I am trying to talk with people a bit but my limited Spanish is very limiting, and I often feel kind of dumb, but I'm working on it. Paula, the wife of Nicholas, is taking me to her English class tonight in hopes that I can learn something in reverse and possibly find a Spanish tutor. The free classes are offered by the Mormons, so I had better not agree to anything in Spanish.

   We will be traveling around in the future, but right now we are adjusting and learning and opening our eyes. We feel very safe here and well-befriended!

Saturday, October 8, 2016

And the Question is ....

Twelve days until we leave for Chile. I've had a lot of questions about this trip, and not just my own. They go something like this: Say where? You mean South America? Are you going on a mission trip? Why are you staying so long? And the big question is: Are you looking for a place to move if Trump wins the election? You probably would not be surprised how often I'm asked that question. 

The answers are: Yes, the Chile that lies along the southwest coast of South America. Yes, it is a very long way. No we are not going on a mission trip. We are going to visit, tour, and learn about a beautiful, fascinating country with warm, hospitable people. We are staying so long to have time to really see the country; to step over into Argentina for the wine country tours; and to see what it would be like to live in a foreign country for a while.

As for the big question, well, maybe. We would be more inclined to choose another country to live in if Donald Trump were to become President of our country, but our curiosity about another place to live is not limited by whether or not he wins.

Our interest in another place to live has to do with the climate of hatred, bigotry, and gun violence that has taken over our country. That we have become a people who would for one second take Donald Trump seriously, says to me that this is not the America I know and love. I do not think these issues will disappear, regardless of the outcome of this painful election. We have more guns than people in this country. People are arming to the teeth for some kind of armageddon that I don't understand.

In Chile, as in many other countries, it is very difficult to get a gun. Most all of the gun owners are hunters who own hunting guns. It is not an indicator of patriotism to own a gun in Chile. 

I'm not going to live much longer. I would like to live the remainder of my life in peace.
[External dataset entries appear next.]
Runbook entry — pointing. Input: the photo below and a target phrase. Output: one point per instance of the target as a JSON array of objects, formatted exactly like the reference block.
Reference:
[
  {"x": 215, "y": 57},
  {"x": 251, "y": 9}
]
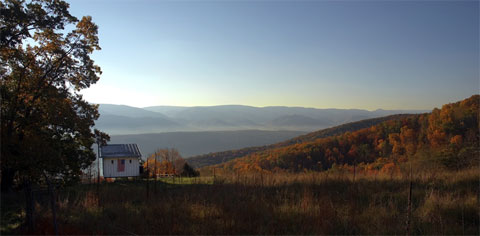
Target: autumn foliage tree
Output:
[
  {"x": 450, "y": 135},
  {"x": 45, "y": 123},
  {"x": 165, "y": 162}
]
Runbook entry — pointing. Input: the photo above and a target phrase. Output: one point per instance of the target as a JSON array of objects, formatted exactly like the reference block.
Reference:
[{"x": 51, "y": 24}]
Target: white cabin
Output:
[{"x": 120, "y": 160}]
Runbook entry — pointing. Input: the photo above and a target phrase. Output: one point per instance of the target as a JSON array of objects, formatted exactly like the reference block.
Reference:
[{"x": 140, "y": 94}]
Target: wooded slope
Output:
[
  {"x": 449, "y": 135},
  {"x": 221, "y": 157}
]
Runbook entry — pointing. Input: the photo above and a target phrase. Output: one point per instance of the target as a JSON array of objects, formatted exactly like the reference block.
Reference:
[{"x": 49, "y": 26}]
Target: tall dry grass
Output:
[{"x": 252, "y": 204}]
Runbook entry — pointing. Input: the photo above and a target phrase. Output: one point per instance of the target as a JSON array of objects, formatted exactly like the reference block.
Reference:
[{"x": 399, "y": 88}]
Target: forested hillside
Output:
[
  {"x": 449, "y": 136},
  {"x": 220, "y": 157}
]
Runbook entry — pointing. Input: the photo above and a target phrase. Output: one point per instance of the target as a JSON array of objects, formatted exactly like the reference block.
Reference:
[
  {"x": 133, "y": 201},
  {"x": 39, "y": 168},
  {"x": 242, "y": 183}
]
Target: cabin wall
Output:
[{"x": 110, "y": 167}]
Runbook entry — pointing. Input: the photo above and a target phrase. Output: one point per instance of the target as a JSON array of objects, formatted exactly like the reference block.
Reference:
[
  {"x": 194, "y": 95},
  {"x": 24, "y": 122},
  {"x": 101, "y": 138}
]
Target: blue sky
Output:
[{"x": 323, "y": 54}]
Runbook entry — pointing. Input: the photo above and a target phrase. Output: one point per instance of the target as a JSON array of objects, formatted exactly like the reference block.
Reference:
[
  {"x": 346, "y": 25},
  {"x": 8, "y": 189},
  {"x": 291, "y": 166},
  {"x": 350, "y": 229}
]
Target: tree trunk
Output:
[
  {"x": 52, "y": 203},
  {"x": 7, "y": 180},
  {"x": 30, "y": 207}
]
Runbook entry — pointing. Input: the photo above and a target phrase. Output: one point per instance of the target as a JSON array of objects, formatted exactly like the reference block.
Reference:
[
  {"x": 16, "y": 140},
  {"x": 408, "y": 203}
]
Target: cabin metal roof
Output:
[{"x": 120, "y": 150}]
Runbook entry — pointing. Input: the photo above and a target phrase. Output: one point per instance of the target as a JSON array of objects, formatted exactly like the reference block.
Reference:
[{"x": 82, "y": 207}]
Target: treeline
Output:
[
  {"x": 221, "y": 157},
  {"x": 449, "y": 136}
]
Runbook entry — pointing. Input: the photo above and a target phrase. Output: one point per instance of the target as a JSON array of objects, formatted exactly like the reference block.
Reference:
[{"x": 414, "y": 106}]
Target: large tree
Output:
[{"x": 46, "y": 126}]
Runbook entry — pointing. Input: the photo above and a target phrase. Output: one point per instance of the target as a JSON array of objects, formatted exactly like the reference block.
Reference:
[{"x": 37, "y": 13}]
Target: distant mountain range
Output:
[
  {"x": 201, "y": 142},
  {"x": 214, "y": 158},
  {"x": 121, "y": 119}
]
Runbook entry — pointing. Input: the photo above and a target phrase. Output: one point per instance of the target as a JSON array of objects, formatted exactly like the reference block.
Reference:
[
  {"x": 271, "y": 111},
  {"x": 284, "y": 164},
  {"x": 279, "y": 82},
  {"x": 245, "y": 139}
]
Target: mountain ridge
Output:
[{"x": 122, "y": 119}]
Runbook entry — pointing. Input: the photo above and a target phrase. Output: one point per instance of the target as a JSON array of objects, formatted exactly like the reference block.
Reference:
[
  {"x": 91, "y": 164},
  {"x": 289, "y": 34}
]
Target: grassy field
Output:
[{"x": 307, "y": 203}]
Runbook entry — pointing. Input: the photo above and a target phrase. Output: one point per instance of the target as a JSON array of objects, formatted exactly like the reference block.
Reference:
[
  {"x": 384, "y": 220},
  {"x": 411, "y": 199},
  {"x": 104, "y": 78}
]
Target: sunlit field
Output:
[{"x": 308, "y": 203}]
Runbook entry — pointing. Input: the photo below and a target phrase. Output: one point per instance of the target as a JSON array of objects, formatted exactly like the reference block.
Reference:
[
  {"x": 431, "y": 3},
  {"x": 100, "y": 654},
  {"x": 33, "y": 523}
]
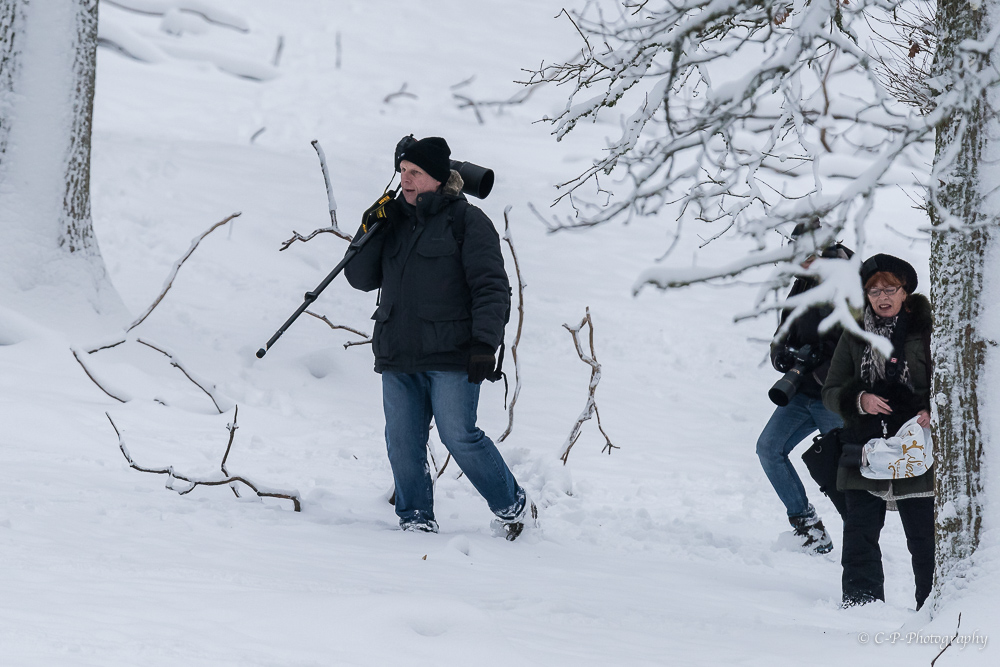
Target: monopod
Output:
[{"x": 371, "y": 228}]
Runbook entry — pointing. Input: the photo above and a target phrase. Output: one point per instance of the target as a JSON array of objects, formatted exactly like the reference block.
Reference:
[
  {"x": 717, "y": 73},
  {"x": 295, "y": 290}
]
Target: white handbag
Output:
[{"x": 907, "y": 454}]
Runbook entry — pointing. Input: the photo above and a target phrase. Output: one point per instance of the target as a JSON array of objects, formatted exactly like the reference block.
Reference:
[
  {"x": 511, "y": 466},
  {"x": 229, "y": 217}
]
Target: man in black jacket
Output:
[
  {"x": 804, "y": 414},
  {"x": 444, "y": 302}
]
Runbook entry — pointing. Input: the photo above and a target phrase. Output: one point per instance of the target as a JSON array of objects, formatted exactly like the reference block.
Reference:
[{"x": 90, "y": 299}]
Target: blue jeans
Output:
[
  {"x": 410, "y": 400},
  {"x": 788, "y": 427}
]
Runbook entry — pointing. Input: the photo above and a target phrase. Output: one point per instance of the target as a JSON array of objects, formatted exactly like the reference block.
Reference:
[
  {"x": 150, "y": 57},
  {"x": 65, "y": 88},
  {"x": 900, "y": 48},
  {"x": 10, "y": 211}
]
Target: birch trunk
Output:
[
  {"x": 958, "y": 265},
  {"x": 47, "y": 75}
]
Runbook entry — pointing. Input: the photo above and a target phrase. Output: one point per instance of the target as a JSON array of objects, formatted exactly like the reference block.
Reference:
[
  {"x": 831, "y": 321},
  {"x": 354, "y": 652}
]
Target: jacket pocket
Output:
[
  {"x": 381, "y": 316},
  {"x": 441, "y": 246},
  {"x": 444, "y": 327}
]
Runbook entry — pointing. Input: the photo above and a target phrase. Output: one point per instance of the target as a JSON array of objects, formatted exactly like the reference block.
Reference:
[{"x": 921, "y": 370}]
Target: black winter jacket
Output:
[
  {"x": 441, "y": 290},
  {"x": 804, "y": 330}
]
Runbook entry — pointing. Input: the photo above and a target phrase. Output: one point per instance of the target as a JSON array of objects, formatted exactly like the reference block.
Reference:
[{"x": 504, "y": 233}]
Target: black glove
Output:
[
  {"x": 481, "y": 362},
  {"x": 783, "y": 360}
]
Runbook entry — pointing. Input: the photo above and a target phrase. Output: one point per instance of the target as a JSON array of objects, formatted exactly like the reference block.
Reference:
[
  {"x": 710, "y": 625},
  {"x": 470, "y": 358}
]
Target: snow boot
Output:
[
  {"x": 809, "y": 528},
  {"x": 510, "y": 529}
]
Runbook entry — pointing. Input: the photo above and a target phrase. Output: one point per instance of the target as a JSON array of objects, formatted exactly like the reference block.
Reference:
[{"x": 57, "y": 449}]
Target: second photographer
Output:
[{"x": 803, "y": 355}]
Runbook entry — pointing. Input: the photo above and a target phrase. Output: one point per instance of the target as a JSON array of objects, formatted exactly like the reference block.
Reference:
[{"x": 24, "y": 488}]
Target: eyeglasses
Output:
[{"x": 875, "y": 291}]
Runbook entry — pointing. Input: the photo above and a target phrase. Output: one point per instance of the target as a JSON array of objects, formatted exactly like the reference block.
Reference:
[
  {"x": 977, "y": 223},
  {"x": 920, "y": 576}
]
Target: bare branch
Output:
[
  {"x": 595, "y": 376},
  {"x": 177, "y": 265},
  {"x": 333, "y": 228},
  {"x": 193, "y": 482},
  {"x": 205, "y": 11},
  {"x": 332, "y": 202},
  {"x": 367, "y": 339},
  {"x": 948, "y": 645},
  {"x": 520, "y": 325},
  {"x": 94, "y": 379},
  {"x": 175, "y": 362},
  {"x": 399, "y": 93}
]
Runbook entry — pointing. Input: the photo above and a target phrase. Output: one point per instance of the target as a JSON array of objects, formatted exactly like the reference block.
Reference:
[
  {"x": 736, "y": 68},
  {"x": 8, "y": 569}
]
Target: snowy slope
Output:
[{"x": 672, "y": 551}]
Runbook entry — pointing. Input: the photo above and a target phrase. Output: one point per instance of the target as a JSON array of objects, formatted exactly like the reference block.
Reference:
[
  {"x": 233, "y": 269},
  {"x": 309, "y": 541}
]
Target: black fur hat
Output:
[
  {"x": 894, "y": 265},
  {"x": 432, "y": 155}
]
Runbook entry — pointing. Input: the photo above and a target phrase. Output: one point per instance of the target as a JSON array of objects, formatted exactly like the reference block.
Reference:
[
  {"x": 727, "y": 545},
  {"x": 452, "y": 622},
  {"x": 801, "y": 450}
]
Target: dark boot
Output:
[
  {"x": 863, "y": 579},
  {"x": 810, "y": 529}
]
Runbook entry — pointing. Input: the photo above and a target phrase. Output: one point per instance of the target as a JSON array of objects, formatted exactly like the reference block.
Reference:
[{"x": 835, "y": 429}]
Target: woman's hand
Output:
[{"x": 874, "y": 405}]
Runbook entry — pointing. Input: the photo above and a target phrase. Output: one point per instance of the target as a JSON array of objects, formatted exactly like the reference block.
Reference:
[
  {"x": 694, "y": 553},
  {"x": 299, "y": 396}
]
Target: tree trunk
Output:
[
  {"x": 958, "y": 266},
  {"x": 47, "y": 65}
]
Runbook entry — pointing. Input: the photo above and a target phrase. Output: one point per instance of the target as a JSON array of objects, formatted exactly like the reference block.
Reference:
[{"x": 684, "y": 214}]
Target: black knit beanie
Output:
[
  {"x": 432, "y": 155},
  {"x": 894, "y": 265}
]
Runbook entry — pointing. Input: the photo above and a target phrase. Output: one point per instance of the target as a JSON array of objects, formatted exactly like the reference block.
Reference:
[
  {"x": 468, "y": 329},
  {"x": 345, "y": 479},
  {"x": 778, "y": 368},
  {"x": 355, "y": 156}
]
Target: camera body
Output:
[
  {"x": 476, "y": 181},
  {"x": 806, "y": 359}
]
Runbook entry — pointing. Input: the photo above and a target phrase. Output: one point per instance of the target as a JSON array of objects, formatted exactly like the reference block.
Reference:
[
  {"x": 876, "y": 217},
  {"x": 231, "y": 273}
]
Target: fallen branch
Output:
[
  {"x": 520, "y": 324},
  {"x": 195, "y": 482},
  {"x": 437, "y": 473},
  {"x": 946, "y": 646},
  {"x": 207, "y": 12},
  {"x": 179, "y": 366},
  {"x": 399, "y": 93},
  {"x": 595, "y": 377},
  {"x": 367, "y": 338},
  {"x": 229, "y": 445},
  {"x": 93, "y": 379},
  {"x": 334, "y": 228},
  {"x": 173, "y": 273}
]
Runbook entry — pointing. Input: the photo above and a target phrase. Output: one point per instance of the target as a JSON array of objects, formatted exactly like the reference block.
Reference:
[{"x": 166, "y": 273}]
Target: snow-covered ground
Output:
[{"x": 673, "y": 550}]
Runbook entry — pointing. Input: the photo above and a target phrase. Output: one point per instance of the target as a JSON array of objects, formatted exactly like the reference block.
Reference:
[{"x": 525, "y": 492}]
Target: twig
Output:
[
  {"x": 173, "y": 273},
  {"x": 950, "y": 640},
  {"x": 278, "y": 50},
  {"x": 595, "y": 377},
  {"x": 367, "y": 338},
  {"x": 469, "y": 102},
  {"x": 216, "y": 19},
  {"x": 400, "y": 93},
  {"x": 333, "y": 228},
  {"x": 92, "y": 378},
  {"x": 229, "y": 445},
  {"x": 177, "y": 364},
  {"x": 194, "y": 482},
  {"x": 520, "y": 324}
]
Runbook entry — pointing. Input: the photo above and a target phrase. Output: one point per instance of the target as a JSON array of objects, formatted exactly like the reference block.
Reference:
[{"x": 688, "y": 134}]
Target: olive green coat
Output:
[{"x": 844, "y": 383}]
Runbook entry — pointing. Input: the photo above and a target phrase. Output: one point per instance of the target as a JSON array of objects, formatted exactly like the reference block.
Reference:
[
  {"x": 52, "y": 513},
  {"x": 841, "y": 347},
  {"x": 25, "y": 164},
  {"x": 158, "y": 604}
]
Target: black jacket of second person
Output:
[
  {"x": 442, "y": 279},
  {"x": 804, "y": 330}
]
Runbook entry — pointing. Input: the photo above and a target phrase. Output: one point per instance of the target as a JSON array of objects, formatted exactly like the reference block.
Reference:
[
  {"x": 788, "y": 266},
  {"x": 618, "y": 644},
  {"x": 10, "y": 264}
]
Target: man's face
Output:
[{"x": 415, "y": 181}]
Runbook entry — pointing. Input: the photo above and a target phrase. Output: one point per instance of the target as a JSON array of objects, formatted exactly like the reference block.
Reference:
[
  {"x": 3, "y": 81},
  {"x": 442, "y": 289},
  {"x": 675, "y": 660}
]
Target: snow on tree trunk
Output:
[
  {"x": 961, "y": 243},
  {"x": 47, "y": 243}
]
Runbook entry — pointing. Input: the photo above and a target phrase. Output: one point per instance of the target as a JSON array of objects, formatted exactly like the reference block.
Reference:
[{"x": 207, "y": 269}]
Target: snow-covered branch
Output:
[
  {"x": 192, "y": 482},
  {"x": 590, "y": 410}
]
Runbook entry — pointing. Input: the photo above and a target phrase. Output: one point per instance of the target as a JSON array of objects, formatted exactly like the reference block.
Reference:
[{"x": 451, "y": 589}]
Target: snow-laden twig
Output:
[
  {"x": 94, "y": 379},
  {"x": 194, "y": 482},
  {"x": 176, "y": 363},
  {"x": 169, "y": 282},
  {"x": 590, "y": 410},
  {"x": 331, "y": 200},
  {"x": 520, "y": 324},
  {"x": 948, "y": 645},
  {"x": 399, "y": 93},
  {"x": 205, "y": 10},
  {"x": 366, "y": 338}
]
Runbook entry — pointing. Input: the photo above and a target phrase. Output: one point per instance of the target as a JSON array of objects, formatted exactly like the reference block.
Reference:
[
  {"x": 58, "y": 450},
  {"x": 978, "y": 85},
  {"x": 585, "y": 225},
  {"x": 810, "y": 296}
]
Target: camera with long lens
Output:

The fact that I see people in public places wearing guns on their hips nauseates me and terrifies me.

Would I like to get away from this mentality of divisiveness and violence? You bet. Is Chile the place? I really don't know, but it will be fun to see what it is like, and to live, if for only three months, in a place where I don't expect gunfire to interrupt the everyday process of living, and where I won't have to pray every day that the 5 and 6 year-old children I work with in school, won't be mowed down today by an AK-47.

So, I guess, we are thinking of moving. I wish it weren't so.